Она сказала секретарю, что будет отвечать на все звонки такого рода. Это были просьбы о помощи и ее единственный источник информации. Теперь, когда голоса железнодорожных чиновников издавали лишь звуки, предназначенные для того, чтобы ничего не сказать, голоса незнакомых людей служили последней ниточкой, связывавшей Дэгни с прежней системой, последними огоньками разума и измученной честности, изредка вспыхивавшими вдоль протянувшегося на тысячи миль полотна дорог Таггарта.
– Мисс Таггарт, по инструкции я не имею права звонить вам, но никто больше не позвонит, – говорил голос в телефонной трубке, на этот раз он звучал молодо и очень спокойно. – Через день-другой здесь разразится катастрофа, не имеющая себе равных, и им уже не удастся скрыть ее. Только будет слишком поздно, возможно, уже сейчас слишком поздно.
– О чем вы? Кто вы?
– Один из ваших служащих в Миннесоте, мисс Таггарт. Через день-другой поезда отсюда уже не пойдут – а вы представляете, что это означает в разгар страды. В этом году небывалый урожай – а поезда остановятся, потому что у нас нет вагонов. Товарные вагоны под зерно мы в этом году вообще не получили.

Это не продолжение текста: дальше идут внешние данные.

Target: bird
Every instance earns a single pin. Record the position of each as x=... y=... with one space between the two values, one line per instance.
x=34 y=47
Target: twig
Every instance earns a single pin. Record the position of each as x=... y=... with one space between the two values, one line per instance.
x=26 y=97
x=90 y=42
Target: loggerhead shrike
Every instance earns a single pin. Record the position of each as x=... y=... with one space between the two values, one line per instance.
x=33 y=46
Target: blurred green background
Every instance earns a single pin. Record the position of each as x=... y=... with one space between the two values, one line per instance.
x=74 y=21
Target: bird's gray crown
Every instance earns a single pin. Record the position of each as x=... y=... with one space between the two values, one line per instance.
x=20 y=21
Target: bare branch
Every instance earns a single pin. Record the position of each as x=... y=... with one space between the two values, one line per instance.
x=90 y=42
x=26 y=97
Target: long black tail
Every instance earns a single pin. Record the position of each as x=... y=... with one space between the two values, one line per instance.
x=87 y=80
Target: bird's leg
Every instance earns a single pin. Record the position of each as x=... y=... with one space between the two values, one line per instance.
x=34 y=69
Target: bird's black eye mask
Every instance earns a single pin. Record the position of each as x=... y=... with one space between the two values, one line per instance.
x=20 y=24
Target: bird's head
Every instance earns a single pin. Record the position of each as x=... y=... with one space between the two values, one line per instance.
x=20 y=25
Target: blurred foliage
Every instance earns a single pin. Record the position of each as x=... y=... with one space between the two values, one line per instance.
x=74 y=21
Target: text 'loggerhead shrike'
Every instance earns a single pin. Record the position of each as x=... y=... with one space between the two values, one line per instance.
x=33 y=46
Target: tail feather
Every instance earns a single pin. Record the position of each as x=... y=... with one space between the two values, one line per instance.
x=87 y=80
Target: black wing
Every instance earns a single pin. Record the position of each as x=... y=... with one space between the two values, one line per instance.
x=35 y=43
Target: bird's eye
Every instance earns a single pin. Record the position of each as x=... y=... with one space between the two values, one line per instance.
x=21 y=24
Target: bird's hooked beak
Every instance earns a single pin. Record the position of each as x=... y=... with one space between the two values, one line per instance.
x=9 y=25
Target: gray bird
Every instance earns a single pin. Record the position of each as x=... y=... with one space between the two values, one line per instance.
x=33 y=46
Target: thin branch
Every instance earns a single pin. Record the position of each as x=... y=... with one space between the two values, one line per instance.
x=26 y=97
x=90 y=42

– Что вы сказали? – Ей казалось, что между каждым словом этого неестественного голоса, звучавшего так не похоже на ее собственный, протекали минуты.

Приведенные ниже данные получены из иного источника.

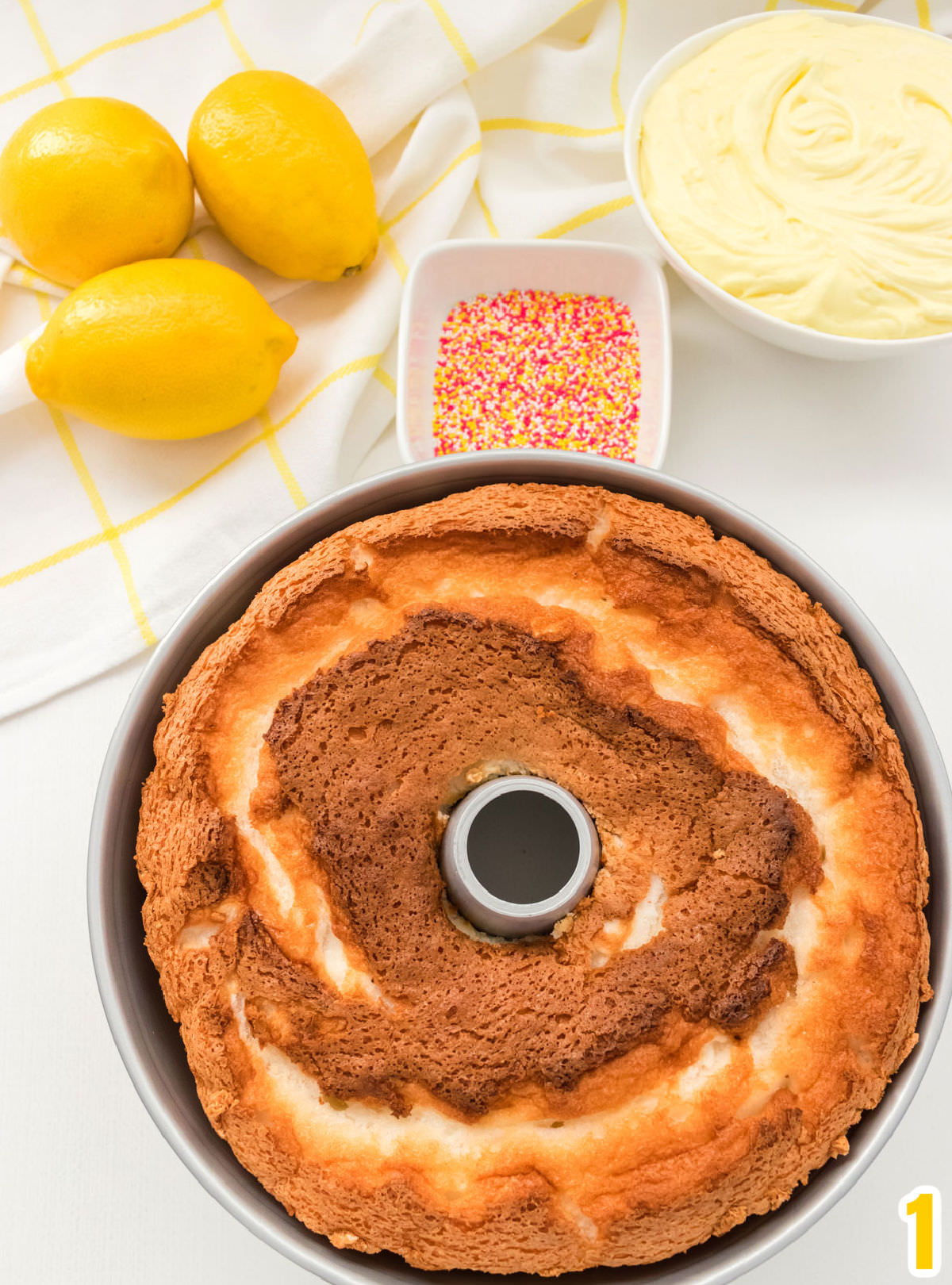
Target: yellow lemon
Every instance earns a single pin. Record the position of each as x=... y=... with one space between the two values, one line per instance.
x=91 y=182
x=165 y=348
x=284 y=176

– Вагонов не присылали. На сегодня их должно быть здесь пятнадцать тысяч. Насколько мне удалось выяснить, мы имеем не более восьми тысяч вагонов. Я уже неделю звоню в управление. Они говорят, чтобы я не беспокоился. В последний раз, когда я с ними разговаривал, мне сказали, чтобы я занимался своим, черт возьми, делом. Вся тара, все силосные ямы, элеваторы и склады, гаражи и дискотеки в округе заполнены пшеницей. По дороге к шермановским элеваторам на целых две мили растянулись в ожидании фермерские грузовики и повозки. На станции Лейквуд вся площадь заполнена зерном вот уже трое суток. А они продолжают утверждать, что вагоны нам отправят, что мы все успеем. Но мы не успеем. Не пришел ни один вагон. Я звонил всем, кому мог. По тому, как они отвечают, я понял, что они все знают, но никто из них не хочет в этом признаться. Все боятся шевельнуть пальцем, сказать, спросить, ответить. Они думают только о том, кто будет отвечать за то, что урожай сгниет здесь, на станции, а не о том, кто же его вывезет. Теперь, наверно, уже никто. Вожожно, вам уже тоже ничего не сделать, но я подумал, что вы – единственная из оставшихся, кто захочет знать, и что кто-то должен вам об этом сказать.
– Я… – Она сделала усилие, глотнув воздуха. – Я понимаю… Кто вы?
– Не в имени дело. Я дезертирую, как только положу трубку. Я не хочу оставаться здесь и видеть, как все это произойдет. Я больше не хочу во всем этом участвовать. Желаю удачи, мисс Таггарт.
Дэгни услышала щелчок в трубке.
– Спасибо вам, – сказала она в замолкший телефон.
В следующий раз она осознала, что находится у себя в кабинете, и разрешила себе что-то почувствовать только в полдень на другой день. Она стояла посреди своего кабинета и негнущимися, растопыренными пальцами поправляла прядь волос, отбрасывая ее с лица. На мгновение она удивилась, где же это она и что за невероятные вещи случились с ней за последние двадцать часов. Она чувствовала ужас происходящего и знала, что этот ужас вселился в нее уже с первых слов человека из Миннесоты, только тогда у нее не было времени осознать это.